Nine clubs remain at risk of punishment for over-spending under UEFA's financial fairplay rules, the European governing body announced Friday.

Although the identity of the teams was not revealed, big-spending Manchester City and Paris Saint-Germain are widely believed to be amongst those facing possible sanctions.

UEFA's Club Financial Control Body (CFCB) Investigatory Chamber said that 76 out of the 237 clubs which entered European competitions, and were subject to the new break-even requirements, requested to submit additional information.

"From that group, the examination as regards 67 clubs has come to an end and continues only in relation to the nine remaining clubs," said a UEFA statement.

UEFA is expected to impose heavy fines and a wage cap on the squads to appear in next season's Champions League.

They are not expected, however, to include a tournament ban.

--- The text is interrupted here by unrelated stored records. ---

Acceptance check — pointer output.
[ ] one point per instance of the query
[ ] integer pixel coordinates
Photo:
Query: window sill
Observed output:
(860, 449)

The idea of the sanctions is that a restriction in the expenditure on players by clubs who have breached the rules will help them in their efforts to comply with the limits on losses in future seasons.

Clubs can lose up to 45 million euros ($A67 million) over the past two years under UEFA's rules.

City accumulated deficits of E97.9 million in 2012 and E51.6 million last year, but were able to write off some sums spent on facilities, youth development and a number of other items.

Both Qatari-owned PSG and Abu Dhabi-owned City have a number of sponsorship deals related to their owners which the CFCB had to determine whether or not they were of fair market value.

PSG effectively wiped out its annual losses of 130 million euros by announcing a back-dated sponsorship deal with the Qatar Tourism Authority worth up to 200 million euros a year.

UEFA president Michel Platini has already said he expects none of the clubs involved will be barred from European competition next season.

But Arsenal manager Arsene Wenger said Friday that UEFA needs to show it means business when they announce sanctions.

"There are rules to apply for the financial fair play. If you don't respect them, you have to apply the rules," said Wenger.

"I want to see that respected, if that is not respected, then the financial fair play will have problems to be respected in the future because everyone will just not consider it at all.

"If it is not respected, of course we will feel let down."